Original cover art by Trina Schart Hyman

Ages: 12 and up

Publisher: Originally published by Crown/paperback by Harcourt

Book Description:

Lost in a magic forest and needing to rescue an enchanted prince, Princess Jennifer seeks help from a kindly young sorcerer.


Where do you GET those ideas?


A Hidden Magic was the first book I wrote.  I knew that I wanted to write a fairy tale kind of story because I've always enjoyed fairy tales. 

When I was growing up, I loved the Disney movies Snow White, Cinderella, and Sleeping Beauty.  (They're still among my favorites.)  But I always wondered why the princess in those stories was always perfect.  I mean, except for the color of their hair, you could use the same words to describe each of them:  beautiful, kind, always knew what to say, knew how to sing and dance, was a friend to the forest creatures, and then she got into some trouble and needed a brave and handsome prince to come along and rescue her.  (How come they never had a bad hair day?  Why didn't any of them wear glasses like I do?  And didn't they ever move their hands a lot while they were talking--the way I do--and knock over a glass of water onto the lap of somebody important?)  And the prince in those stories never had any personality: handsome and brave--that was all there was to them.  (Except for the style of the drawing, you wouldn't be able to tell which prince went with which princess.) 

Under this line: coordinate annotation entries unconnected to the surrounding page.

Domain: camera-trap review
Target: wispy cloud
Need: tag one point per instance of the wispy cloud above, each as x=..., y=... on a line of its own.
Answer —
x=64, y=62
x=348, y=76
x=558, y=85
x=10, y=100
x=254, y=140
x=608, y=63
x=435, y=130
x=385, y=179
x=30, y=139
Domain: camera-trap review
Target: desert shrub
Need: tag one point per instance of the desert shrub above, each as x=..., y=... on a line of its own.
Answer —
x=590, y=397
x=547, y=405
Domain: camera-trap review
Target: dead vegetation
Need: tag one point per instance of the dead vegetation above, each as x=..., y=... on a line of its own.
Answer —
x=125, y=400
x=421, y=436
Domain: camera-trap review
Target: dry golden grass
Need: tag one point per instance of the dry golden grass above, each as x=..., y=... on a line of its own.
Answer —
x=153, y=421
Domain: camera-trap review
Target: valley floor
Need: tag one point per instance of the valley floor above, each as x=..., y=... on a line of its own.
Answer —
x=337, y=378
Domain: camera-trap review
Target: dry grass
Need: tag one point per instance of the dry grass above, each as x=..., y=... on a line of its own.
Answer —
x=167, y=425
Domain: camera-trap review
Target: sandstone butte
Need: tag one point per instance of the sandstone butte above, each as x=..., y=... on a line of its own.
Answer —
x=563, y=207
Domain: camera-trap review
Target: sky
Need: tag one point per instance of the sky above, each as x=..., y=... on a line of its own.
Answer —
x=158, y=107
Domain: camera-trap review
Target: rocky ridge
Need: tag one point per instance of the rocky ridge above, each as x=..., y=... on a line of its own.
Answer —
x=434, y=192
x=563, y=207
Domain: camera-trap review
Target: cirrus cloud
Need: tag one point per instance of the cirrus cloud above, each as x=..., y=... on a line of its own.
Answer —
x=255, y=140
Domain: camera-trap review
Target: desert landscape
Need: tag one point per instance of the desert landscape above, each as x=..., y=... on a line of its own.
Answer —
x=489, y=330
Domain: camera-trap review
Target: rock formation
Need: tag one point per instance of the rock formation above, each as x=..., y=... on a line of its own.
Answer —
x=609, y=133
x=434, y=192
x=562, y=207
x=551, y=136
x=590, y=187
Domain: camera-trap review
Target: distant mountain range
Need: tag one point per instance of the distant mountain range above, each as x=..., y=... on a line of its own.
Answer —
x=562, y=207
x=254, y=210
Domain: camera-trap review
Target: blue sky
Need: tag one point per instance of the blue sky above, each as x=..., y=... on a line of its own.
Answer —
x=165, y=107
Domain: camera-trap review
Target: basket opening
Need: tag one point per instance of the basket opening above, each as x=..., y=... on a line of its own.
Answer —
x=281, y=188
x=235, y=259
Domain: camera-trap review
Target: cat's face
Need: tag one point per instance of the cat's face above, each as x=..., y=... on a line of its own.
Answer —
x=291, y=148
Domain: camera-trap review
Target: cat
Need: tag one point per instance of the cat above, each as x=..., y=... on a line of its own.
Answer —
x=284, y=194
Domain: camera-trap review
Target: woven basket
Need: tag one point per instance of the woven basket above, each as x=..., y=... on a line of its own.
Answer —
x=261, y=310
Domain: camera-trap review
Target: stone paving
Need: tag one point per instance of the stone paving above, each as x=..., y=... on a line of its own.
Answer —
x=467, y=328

So I decided I wanted to write a book where I would have a lot of the fairy tale conventions (princes and princesses, castles, magical creatures), but where the characters would be different from what people might normally expect.  That's why I have things like the magic mirror calling the prince a jerk.



Jennifer stood unable to move until the glassy whispers had faded. Even then, her legs felt weighted down and she was afraid to try walking.

"Alexander," she said softly, reaching out to him.

He remained sprawled motionless on the floor, his eyes closed.

"Is he dead?" Jennifer wondered out loud.

"So it seems," came a steady voice at her side, "but so it is not."

Jennifer spun around to face the mirror, ready to accuse, eager to demand explanations. The mirror was whole again. No smashed center, no jagged cracks--the mirror twinkled and shone in amusement.

"He's not dead?" Jennifer asked suspiciously.


"How can I wake him?"

"A kiss usually works."

Jennifer was surprised to find that she could walk after all. She knelt beside Alexander and softly kissed his cold lips.

Nothing happened.

"A kiss usually works," the mirror said, "but not always."